The War in Ukraine Is Putin’s Fault, but 30 Years of Misguided U.S. Foreign Policy Didn’t Help

There is one person—and just one person—who is responsible for the widespread death and devastation inside Ukraine right now, and that is Vladimir Putin. Without justification, he has invaded and attacked a sovereign country. Putin’s nostalgia for the old Soviet Union is despicable, and his imperialist ambitions to expand his authoritarian grasp are in direct violation of international law, humanitarian principles, and the very stability of the post–World War II peace that has endured in much of the word for decades.

Putin is a dictatorship and killer. It is outrageous that Putin has decided to raise Russia’s nuclear force. It’s a move that harkens all the way back to the Cuban Missile Crisis of 1962—a leader of a superpower has unilaterally brought civilization closer to nuclear war. The whole world is aware of this indefensible act. Russia knows this, and thousands are protesting Putin’s invasion of their country. Putin’s government already has more than 6000 peaceful demonstrators under arrest.

Putin’s nukes will cause the rest of developed countries to be alerted. We’ve quickly landed at a location where all-out nuclear warfare is much more likely. This is not a reason. One very evil man is responsible for our current situation.

All this being said, it is important to highlight bad U.S. Foreign Policy moves that brought us here. And even though no one did this but Putin, the U.S.’s failed approach to Russia for the last 30 years—a bipartisan effort that includes mistakes by Presidents Bill Clinton, George W. Bush, Barack Obama, Donald Trump, and Joe Biden—deserves criticism as well.

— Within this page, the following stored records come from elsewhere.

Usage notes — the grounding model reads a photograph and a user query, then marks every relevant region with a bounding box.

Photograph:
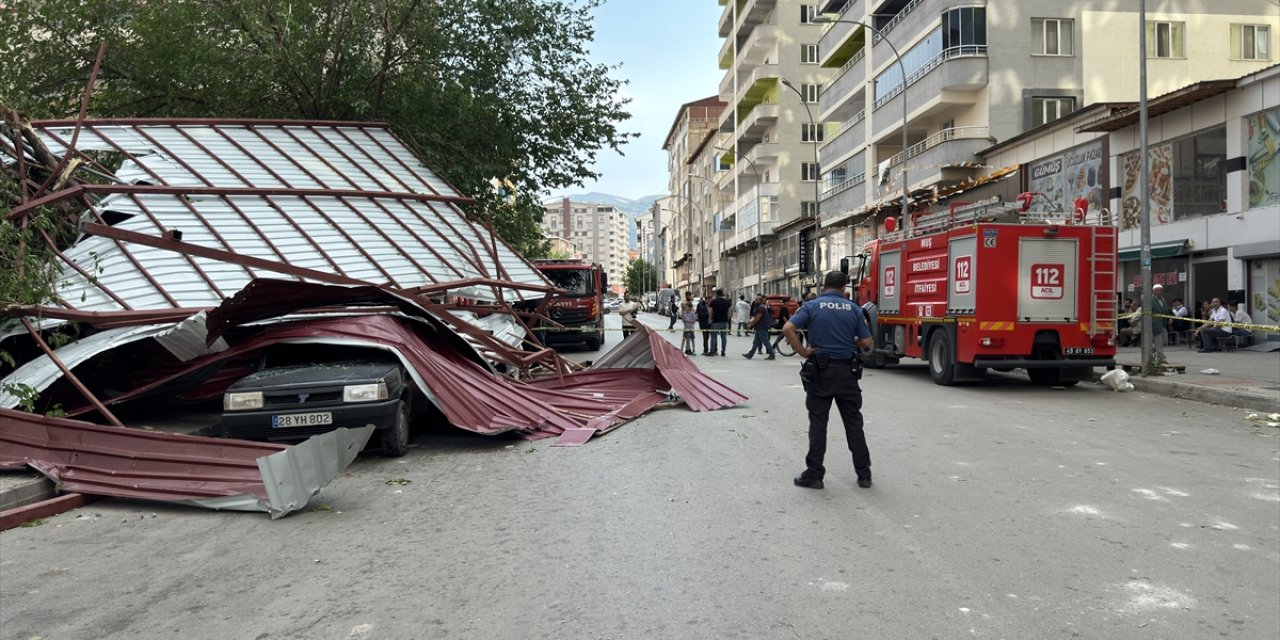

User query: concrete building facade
[658,96,726,296]
[706,0,833,293]
[818,0,1280,272]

Let’s get started with Clinton in the 1990s. You can read more about the Clinton administration in the 1990s. ReasonEric Boehm, the American president of the United States pointed out that Clinton is the first to inherit a world without the Soviet Union in many decades. Clinton could have completely revamped NATO now that its purpose—defending member nations against the expansion of the Soviet Union—was no longer applicable. With the support of the Republican Party, Clinton oversaw NATO’s expansion. The Czech Republic, Hungary and Poland joined the NATO. Putin would later cite NATO’s expansion as one his “broken promises”, which he used to justify his Ukraine policies years later.

Putin’s stance on Ukraine is a grave error. Putin’s Ukraine policy does not justify anything. NATO was created to safeguard the world from Russian aggression. It is clearly not serving its purpose if NATO’s policy is used to antagonize Russia or as a pretext to invade,

NATO intervened in Yugoslavia to secure an independent Kosovo in 1999 with the support of President Clinton. This military action was not supported by the United Nations and it violated international law just as Putin’s attack against Ukraine.

Bush’s foreign policy is not well-respected due to U.S. misadventures in Middle East. But Bush also made mistakes in Europe. At a 2008 NATO summit—one attended by Putin—Bush staunchly supported Ukraine’s eventual admittance to NATO, over the objections of France, the U.K., and Germany.

Of course, tensions were heightened with Russia by the Obama administration when it took sides in 2014’s Ukrainian revolution. Donald Trump was born. Democrats and mainstream media allies continued to accuse Trump of being a Russian stooge. Trump was even accused of being pro-Putin, an ally of Russia, who installed him as President of the United States through a Facebook influence campaign. This was of course ridiculous—and as evidence of how ridiculous the claims are, Trump’s actual administration was just as foolishly tough on Russia as his predecessors. Mike Pence, Vice President Mike Pence, even repeated the 2008 Bucharest Declaration in 2017.

This was also maintained by the Biden administration. Putin may have been deprived of intellectual power by declaring that Ukraine will not join NATO. Unfortunately, we don’t have any idea. It was the U.S.’s duty to make an attempt. NATO is a means to an end—a more safe and secure Europe—not an end unto itself. It’s failing if NATO expansion creates the conditions NATO was supposed to stop. Every single American president has misunderstood the situation since the end the Cold War. We are now.